Better yet, generate the SNR map by simply dividing your mean b=0 image by your noise estimate, and check the values in the most problematic relevant regions. That map will probably be quite noisy, so you can also filter it with
mrfilter smooth
ormrfilter median
. You’ll typically find that the SNR will be lowest in the brainstem, so you may want to ensure you have adequate SNR in that region, which will also mean higher SNR elsewhere.

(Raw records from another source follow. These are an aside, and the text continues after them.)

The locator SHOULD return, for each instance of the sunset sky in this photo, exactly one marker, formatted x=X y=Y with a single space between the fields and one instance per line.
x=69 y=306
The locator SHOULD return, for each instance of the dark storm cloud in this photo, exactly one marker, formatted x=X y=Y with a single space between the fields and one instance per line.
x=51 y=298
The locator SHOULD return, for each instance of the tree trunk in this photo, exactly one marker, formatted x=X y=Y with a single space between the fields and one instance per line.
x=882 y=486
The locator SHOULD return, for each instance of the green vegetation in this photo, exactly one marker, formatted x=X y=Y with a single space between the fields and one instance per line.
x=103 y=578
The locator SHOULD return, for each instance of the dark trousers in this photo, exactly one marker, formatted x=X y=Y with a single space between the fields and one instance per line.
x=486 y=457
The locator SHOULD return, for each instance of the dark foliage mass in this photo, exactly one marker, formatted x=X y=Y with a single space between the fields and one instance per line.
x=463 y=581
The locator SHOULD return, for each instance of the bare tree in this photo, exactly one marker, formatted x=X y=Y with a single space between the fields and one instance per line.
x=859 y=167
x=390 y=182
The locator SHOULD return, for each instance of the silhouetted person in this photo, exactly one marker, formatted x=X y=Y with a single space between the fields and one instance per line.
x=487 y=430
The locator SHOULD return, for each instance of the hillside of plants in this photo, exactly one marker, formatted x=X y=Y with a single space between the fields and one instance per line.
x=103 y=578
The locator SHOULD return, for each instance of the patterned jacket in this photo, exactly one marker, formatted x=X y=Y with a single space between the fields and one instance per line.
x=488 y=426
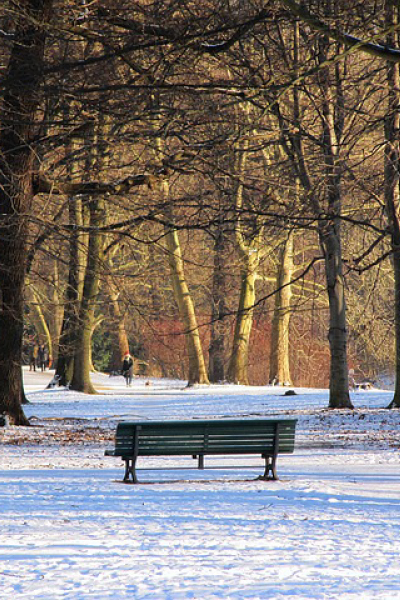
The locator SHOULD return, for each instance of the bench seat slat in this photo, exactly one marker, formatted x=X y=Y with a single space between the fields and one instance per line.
x=214 y=437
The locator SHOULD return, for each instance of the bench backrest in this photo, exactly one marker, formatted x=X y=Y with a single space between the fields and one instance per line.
x=252 y=436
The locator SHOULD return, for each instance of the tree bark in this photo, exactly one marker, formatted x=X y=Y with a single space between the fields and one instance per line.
x=197 y=367
x=82 y=357
x=70 y=324
x=279 y=367
x=392 y=178
x=238 y=363
x=219 y=327
x=330 y=241
x=21 y=86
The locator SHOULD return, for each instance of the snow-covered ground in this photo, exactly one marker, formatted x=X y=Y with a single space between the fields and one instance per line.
x=328 y=529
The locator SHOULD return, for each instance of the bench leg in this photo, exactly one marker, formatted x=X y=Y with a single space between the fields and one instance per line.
x=130 y=471
x=270 y=468
x=200 y=464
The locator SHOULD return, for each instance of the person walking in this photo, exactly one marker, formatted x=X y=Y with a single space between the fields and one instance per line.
x=127 y=369
x=33 y=352
x=42 y=357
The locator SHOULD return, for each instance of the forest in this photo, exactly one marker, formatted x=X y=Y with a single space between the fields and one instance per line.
x=210 y=185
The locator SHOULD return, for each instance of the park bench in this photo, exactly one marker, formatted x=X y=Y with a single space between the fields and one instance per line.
x=198 y=438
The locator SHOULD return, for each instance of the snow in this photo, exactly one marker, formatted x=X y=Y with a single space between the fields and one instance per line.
x=69 y=529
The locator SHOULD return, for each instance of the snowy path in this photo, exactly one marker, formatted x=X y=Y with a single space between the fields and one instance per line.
x=329 y=529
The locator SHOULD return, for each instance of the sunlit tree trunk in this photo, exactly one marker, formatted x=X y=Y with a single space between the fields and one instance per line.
x=219 y=326
x=70 y=325
x=279 y=367
x=238 y=364
x=82 y=357
x=330 y=239
x=197 y=367
x=392 y=177
x=20 y=97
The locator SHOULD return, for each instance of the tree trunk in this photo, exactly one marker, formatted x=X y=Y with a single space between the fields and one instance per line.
x=392 y=177
x=83 y=338
x=279 y=367
x=330 y=238
x=70 y=324
x=197 y=367
x=238 y=364
x=216 y=366
x=21 y=83
x=118 y=319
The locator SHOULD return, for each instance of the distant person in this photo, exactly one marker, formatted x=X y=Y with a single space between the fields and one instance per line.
x=33 y=352
x=42 y=357
x=127 y=368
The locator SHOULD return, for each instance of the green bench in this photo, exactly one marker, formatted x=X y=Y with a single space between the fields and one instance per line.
x=268 y=437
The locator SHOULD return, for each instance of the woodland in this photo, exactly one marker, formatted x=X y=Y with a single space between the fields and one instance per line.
x=211 y=185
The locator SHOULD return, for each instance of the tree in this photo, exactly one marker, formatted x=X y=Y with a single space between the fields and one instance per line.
x=21 y=98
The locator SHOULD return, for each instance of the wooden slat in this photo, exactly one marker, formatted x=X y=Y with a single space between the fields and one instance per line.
x=205 y=437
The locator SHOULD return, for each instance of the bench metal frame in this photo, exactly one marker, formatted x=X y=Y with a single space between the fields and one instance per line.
x=200 y=438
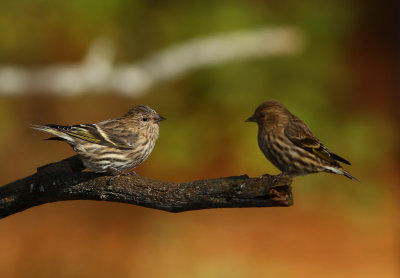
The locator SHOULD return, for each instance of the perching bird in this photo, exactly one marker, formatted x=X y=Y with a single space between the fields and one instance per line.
x=290 y=145
x=112 y=145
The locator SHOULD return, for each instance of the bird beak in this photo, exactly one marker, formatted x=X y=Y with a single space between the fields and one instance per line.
x=159 y=118
x=252 y=119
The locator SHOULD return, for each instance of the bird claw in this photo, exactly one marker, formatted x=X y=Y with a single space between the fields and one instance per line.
x=118 y=173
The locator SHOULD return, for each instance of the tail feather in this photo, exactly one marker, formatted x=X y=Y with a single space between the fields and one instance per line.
x=348 y=175
x=54 y=130
x=340 y=171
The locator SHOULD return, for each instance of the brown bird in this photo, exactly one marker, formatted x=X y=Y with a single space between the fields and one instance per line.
x=113 y=145
x=290 y=145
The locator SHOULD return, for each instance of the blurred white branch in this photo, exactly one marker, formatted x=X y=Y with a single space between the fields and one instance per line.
x=97 y=72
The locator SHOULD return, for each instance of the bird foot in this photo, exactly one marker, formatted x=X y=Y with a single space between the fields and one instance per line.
x=276 y=178
x=118 y=173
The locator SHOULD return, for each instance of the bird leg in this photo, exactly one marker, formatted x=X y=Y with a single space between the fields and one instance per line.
x=117 y=173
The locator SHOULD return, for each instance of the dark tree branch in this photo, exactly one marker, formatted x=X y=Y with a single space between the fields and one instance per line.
x=64 y=180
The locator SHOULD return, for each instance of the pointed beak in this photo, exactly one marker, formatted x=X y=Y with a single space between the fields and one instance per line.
x=252 y=119
x=159 y=118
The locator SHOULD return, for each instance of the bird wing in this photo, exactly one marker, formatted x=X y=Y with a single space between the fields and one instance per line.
x=301 y=135
x=93 y=133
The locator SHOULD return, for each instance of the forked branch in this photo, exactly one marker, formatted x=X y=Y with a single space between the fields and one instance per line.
x=63 y=180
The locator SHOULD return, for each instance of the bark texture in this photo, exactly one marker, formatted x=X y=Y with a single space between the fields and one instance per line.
x=63 y=180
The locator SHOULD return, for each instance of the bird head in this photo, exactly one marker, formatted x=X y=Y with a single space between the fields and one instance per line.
x=270 y=113
x=144 y=115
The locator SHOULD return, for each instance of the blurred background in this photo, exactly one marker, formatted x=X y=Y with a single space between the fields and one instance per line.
x=205 y=65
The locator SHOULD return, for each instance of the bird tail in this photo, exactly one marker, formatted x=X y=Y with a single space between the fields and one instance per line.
x=340 y=171
x=59 y=135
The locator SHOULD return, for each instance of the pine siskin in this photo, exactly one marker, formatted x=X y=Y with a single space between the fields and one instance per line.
x=112 y=145
x=290 y=145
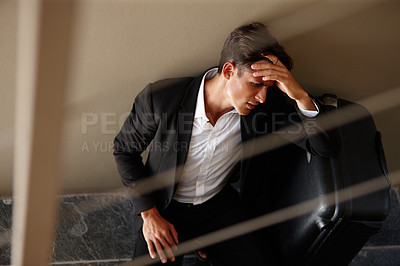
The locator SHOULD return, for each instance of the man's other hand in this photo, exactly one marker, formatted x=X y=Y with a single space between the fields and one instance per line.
x=159 y=233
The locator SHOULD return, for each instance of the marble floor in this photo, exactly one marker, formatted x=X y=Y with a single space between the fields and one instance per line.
x=96 y=230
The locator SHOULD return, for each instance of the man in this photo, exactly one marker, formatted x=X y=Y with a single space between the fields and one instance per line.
x=193 y=124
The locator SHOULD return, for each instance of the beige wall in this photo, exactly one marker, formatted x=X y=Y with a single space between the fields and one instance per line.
x=350 y=49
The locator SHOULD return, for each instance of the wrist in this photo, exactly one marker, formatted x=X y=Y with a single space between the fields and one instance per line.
x=305 y=103
x=149 y=213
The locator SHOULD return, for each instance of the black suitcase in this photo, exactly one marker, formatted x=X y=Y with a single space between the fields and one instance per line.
x=332 y=234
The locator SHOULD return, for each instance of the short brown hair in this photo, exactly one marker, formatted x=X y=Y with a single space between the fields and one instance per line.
x=246 y=44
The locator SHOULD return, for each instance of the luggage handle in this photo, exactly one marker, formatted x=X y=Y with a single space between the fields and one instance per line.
x=381 y=156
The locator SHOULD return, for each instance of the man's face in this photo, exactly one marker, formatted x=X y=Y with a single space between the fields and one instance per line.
x=247 y=91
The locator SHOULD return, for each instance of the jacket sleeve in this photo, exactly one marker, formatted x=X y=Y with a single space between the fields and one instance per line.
x=136 y=134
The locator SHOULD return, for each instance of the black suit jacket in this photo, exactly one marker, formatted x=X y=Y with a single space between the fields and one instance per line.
x=161 y=121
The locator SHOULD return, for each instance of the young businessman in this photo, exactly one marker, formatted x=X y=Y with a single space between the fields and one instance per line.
x=193 y=124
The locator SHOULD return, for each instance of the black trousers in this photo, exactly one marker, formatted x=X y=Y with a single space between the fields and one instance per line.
x=222 y=210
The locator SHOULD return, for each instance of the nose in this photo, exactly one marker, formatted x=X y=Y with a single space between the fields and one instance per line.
x=261 y=94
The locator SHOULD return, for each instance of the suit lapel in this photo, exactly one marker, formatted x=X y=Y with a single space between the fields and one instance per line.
x=248 y=136
x=185 y=117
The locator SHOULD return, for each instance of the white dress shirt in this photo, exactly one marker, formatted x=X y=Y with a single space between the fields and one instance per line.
x=207 y=166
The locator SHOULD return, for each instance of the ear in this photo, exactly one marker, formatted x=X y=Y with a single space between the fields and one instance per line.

Looking at your data in particular, your SNR seems a bit low for a 2x2x2mm acquisition. I note that you’re also using the denoised data to compute the standard deviation of the b=0…? So if anything, that value would be an overestimate of the true standard deviation if it were computed from the non-denoised data…?
In answer to more specific questions:
Yes, I think it looks sufficient, but I would try to get a better handle on what your SNR actually is, as mentioned above. In my experience, shooting for SNR>5 in the outer shell requires compromising quite heavily on resolution, and this amount of SNR would in my opinion only be required for more complex microstructure modelling.
This is difficult to judge from the information presented. Ultimately, I recommend you try acquiring a few datasets at slightly different resolutions, process them, and have a look at the quality of the reconstructions you get, in the context of what you want to do with them…
Yes, I think so – provided your SNR is not too low, as per the recommendations above. You can also do quite a bit to avoid the Rician bias if you can acquire the complex DWI data (see below).
That is again dependent on what you want to do… Our current ‘default’ pipelines only require 3 distinct b-values (b=0 + 2 shells), but things will no doubt evolve over time. Personally, I think if you’re setting up a relatively future-proof protocol that you intend to be used for multiple studies for the foreseeable future, you’d be well advised to acquire an additional shell if you can…
I think both have some value, as long as you understand what each is reporting on. Personally, I think the std(b=0) is probably more useful as it captures more sources of variation. There’s also other ways to estimating noise from the DWI using e.g. adjusted residuals from a SH fit, and that’s what I might often use myself. But the standard deviation in the b=0 is I think the most widely used, is easiest to explain and the least controversial…
I’m not sure what this one does… Is this correcting for frequency drift during the acquisition…? It might be worth doing if you notice signal drift over the course of your acquisition, but I can’t say I have much experience here.
We do for the dHCP, but that’s a very unusual cohort, and requires a very bespoke acquisition sequence… This is not usually an option using standard sequences – unless this is a new feature I’ve not come across yet.
I would avoid these, since they’ll no doubt entail some loss of resolution, and the Gibbs ringing can more effectively be removed using mregibbs
.
There is some evidence that it might help, but I must admit this is not something I ever do…
Final point: if you can get your scanner to output the full complex images (i.e. phase in addition to magnitude), it’s very much worth doing. Denoising on the complex data vastly improves the performance of the denoising (see e.g. this paper), because it means the noise is actually Gaussian (not Rician), which better matches the MP-PCA algorithm’s assumptions, and by denoising in the complex domain, your subsequent magnitude images have vastly reduced Rician bias.